Above all, an efficient and complete organogenesis regeneration system was established for the first time, which would greatly benefit larch plantation. This protocol can be used for large-scale propagation of high-quality seedlings, genetic transformation, gene editing, and in vitro production of raw materials in various industries. Furthermore, it is a reliable reference for in vitro regeneration in recalcitrant species.

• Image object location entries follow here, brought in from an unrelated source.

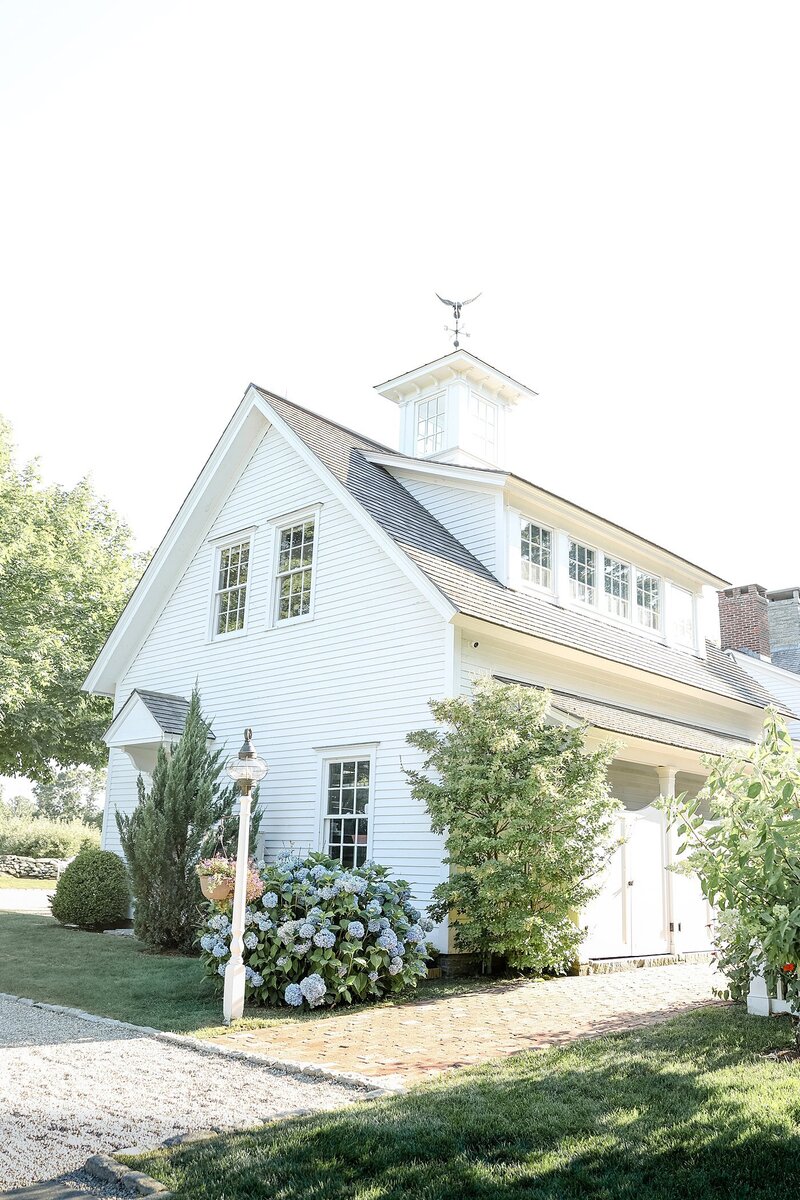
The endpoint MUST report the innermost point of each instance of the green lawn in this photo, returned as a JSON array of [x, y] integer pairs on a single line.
[[684, 1110], [115, 977], [12, 881]]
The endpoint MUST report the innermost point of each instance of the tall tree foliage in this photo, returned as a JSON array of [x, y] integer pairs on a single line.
[[66, 569], [528, 823], [173, 826], [73, 793], [741, 837]]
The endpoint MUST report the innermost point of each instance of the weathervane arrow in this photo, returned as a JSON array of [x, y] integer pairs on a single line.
[[456, 305]]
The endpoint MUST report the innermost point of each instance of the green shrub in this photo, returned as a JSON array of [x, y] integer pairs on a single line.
[[92, 892], [528, 823], [320, 934], [40, 838]]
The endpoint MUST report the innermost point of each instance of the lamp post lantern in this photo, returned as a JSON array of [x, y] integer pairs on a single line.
[[246, 769]]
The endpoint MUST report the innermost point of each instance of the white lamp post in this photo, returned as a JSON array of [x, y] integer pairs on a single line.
[[245, 769]]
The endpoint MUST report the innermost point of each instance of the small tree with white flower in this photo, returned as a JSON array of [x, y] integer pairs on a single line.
[[528, 822]]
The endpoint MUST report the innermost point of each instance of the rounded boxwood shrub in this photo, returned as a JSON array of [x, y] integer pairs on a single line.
[[320, 934], [92, 892]]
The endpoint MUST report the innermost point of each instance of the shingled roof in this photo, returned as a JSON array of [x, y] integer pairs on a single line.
[[635, 724], [475, 592]]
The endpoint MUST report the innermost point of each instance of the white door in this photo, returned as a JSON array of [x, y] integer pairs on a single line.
[[629, 917], [647, 883]]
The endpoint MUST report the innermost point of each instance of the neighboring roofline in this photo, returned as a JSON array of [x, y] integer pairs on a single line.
[[444, 361], [791, 676], [405, 462], [625, 708]]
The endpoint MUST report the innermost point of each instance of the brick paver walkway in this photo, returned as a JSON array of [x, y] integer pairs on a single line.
[[408, 1043]]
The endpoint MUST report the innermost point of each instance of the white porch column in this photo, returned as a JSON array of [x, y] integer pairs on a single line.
[[667, 789]]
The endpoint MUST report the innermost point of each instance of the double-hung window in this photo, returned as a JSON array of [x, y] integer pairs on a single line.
[[648, 600], [295, 569], [536, 555], [431, 425], [617, 588], [230, 589], [346, 823], [583, 573]]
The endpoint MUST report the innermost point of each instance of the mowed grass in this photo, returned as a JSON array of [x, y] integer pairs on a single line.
[[116, 977], [687, 1109], [12, 881]]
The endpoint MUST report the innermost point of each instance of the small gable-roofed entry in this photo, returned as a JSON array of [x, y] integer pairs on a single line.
[[146, 721]]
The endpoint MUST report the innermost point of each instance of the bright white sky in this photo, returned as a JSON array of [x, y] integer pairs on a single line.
[[196, 196]]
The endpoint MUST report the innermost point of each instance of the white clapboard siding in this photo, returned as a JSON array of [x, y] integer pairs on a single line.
[[471, 516], [360, 672]]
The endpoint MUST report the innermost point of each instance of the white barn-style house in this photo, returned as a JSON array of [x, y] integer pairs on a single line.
[[323, 588]]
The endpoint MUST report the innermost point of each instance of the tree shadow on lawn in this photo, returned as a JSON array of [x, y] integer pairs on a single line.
[[685, 1110]]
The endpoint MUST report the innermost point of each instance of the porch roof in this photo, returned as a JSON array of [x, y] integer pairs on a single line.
[[648, 726]]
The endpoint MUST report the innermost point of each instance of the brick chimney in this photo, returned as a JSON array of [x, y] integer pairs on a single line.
[[785, 628], [744, 619]]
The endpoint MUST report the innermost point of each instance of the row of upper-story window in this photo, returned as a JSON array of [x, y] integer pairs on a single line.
[[293, 583], [611, 586]]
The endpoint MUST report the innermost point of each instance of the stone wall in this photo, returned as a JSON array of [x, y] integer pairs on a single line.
[[31, 868]]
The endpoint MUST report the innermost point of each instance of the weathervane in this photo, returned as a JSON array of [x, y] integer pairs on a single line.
[[456, 305]]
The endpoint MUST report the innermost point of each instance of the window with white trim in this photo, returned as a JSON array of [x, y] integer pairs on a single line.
[[681, 616], [617, 588], [295, 569], [648, 600], [431, 425], [346, 825], [582, 573], [482, 426], [535, 553], [230, 592]]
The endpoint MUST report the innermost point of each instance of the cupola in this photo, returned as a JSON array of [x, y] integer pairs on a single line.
[[456, 409]]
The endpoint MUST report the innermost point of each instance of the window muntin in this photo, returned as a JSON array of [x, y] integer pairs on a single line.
[[295, 569], [617, 588], [431, 425], [681, 616], [582, 573], [535, 553], [482, 426], [230, 594], [648, 600], [347, 810]]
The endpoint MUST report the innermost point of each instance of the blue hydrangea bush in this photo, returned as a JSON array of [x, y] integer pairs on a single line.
[[322, 934]]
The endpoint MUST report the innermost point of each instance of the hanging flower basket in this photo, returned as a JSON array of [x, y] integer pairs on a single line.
[[217, 877]]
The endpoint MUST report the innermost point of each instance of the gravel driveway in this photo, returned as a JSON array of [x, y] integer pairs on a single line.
[[71, 1087]]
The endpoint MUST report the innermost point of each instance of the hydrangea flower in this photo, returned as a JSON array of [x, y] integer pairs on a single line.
[[293, 995], [313, 989]]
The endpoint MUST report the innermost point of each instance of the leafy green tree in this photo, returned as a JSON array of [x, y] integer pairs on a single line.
[[741, 837], [180, 820], [528, 823], [66, 569], [74, 793]]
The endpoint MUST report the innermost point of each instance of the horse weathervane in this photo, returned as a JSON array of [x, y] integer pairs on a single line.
[[456, 305]]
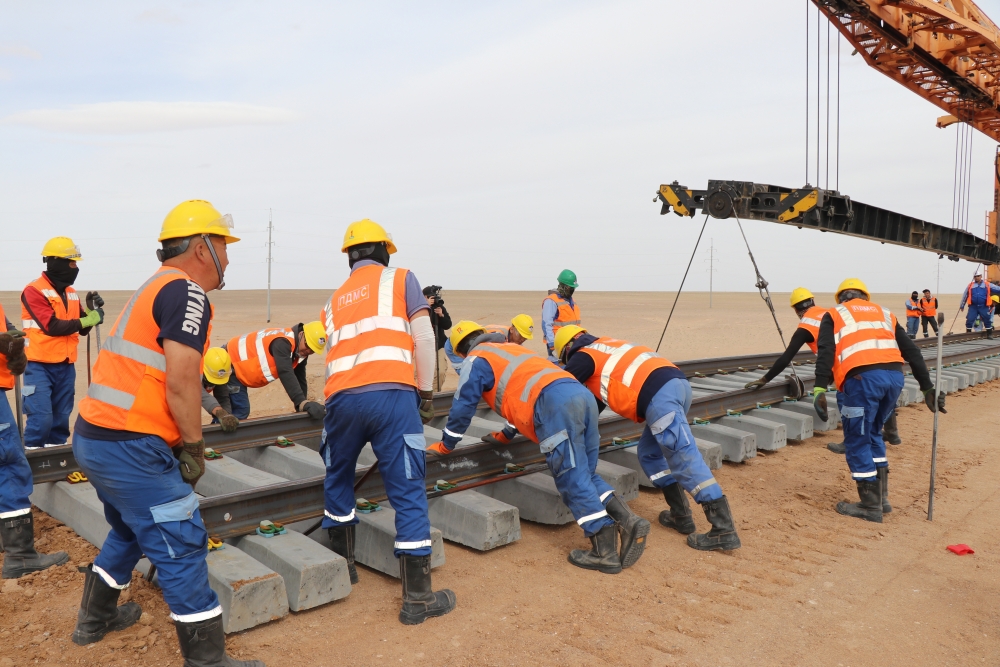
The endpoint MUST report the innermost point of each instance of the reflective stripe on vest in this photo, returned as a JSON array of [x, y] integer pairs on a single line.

In this study, we established an efficient and complete regeneration system for larch organogenesis regeneration for the first time, especially from the needle explants. Effects of combination of auxin and cytokinin in different ratios and different intensities on regeneration were investigated. Furthermore, we firstly reported the taxifolin accumulation and content in the different larch tissues. To the best of our knowledge, this is the first study to develop an efficient indirect regeneration protocol for L. olgensis, which can be used for large-scale breeding of high-quality seedlings, genetic transformation, and gene editing and offers a basis for the production of raw materials in various industries. It is also a reliable reference for in vitro regeneration in recalcitrant species.